Es posible que la primera impresión de Ben Hur sea la de que el realizador se esmeró en incluir en su película  todos los elementos del género, como la nobleza a toda prueba del protagonista, opuesta a la malignidad inconmensurable del villano, procurando no dejar a un lado los grandes valores de producción, así como el trasfondo o comentario político y/o religioso, el cual influye en las motivaciones de los personajes, etcétera.  Sin embargo, lo que resulta muy atrayente es la manera como Wyler pone todos estos ingredientes sobre la mesa, empezando por el lado técnico, donde hace un acertado empleo de los recursos ofrecidos por el panorámico formato utilizado –la antológica y espectacular secuencia de la carrera de cuadrigas es el ejemplo supremo de ello. No obstante, es el desempeño histriónico de todos los actores involucrados en el proyecto donde reside la verdadera fuerza.

La sólida presencia de Charlton Heston no pudo resultar más adecuada para encarnar al atormentado heredero de la casa de Hur.
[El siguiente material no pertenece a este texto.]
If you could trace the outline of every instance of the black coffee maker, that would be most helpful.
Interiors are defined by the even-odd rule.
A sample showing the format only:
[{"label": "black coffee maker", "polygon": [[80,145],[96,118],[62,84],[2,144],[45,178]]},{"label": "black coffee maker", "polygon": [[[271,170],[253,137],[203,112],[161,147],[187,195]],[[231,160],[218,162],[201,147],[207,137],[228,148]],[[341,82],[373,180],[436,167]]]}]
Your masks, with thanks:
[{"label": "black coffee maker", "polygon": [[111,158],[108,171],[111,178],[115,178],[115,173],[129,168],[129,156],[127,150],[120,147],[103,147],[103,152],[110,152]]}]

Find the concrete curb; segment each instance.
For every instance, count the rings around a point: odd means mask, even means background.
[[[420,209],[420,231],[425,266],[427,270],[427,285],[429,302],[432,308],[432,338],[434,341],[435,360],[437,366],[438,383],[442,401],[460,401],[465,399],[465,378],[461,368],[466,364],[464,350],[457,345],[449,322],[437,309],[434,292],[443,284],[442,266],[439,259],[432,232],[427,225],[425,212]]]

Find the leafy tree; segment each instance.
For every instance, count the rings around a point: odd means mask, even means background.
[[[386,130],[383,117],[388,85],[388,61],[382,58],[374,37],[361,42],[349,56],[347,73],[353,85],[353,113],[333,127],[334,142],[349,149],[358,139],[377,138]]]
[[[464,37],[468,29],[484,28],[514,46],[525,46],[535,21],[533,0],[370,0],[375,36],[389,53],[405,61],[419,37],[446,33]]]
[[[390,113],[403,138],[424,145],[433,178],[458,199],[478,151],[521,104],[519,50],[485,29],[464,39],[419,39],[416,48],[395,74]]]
Wyler supo aprovechar el talento actoral y la apariencia física de Heston al servicio de un papel rico en matices, al cual le es suficiente un gesto o una mirada para expresar los conflictos interiores del personaje, debatiéndose continuamente entre su ánimo personal de venganza, sus principios y el amor por Esther, su ex esclava (Haya Harareet), sentimientos encontrados que, en algún momento, llevarán a Judah al punto de convertirse en una suerte de prolongación de la fría y calculadora maldad del no menos expresivo Messala, o bien, en una antítesis del propio Jesucristo (Claude Heater), quien tiene una incidental pero determinante presencia y al que, como parte de una magistral maniobra creativa de Wyler, nunca veremos de frente, sino única y exclusivamente de espaldas.

Cinta plena de diálogos y situaciones de gran calibre, que por momentos (los menos, afortunadamente) y pese a la estupenda labor de los guionistas, puede resultar a ojos de las audiencias actuales (acostumbradas al tono inconformista e incluso transgresor de algunas producciones recientes sobre el tema) una obra desigual al no conseguir librarse (de manera voluntaria, sin duda alguna) de los convencionalismos afines a la primigenia radicalización moral presente en la historia original de Wallace, más allá de cualquier tipo de reparo ideológico al respecto, se trata de una experiencia fílmica que muestra como pocas los faraónicos métodos de producción en una lejana época en donde el éxito artístico o el fracaso económico dependían más de la innovación y la masiva labor física de un trabajo en equipo, que de la continua explotación de una gastada formula por vía de un sofisticado software. Para bien o para mal, la rueda sigue girando.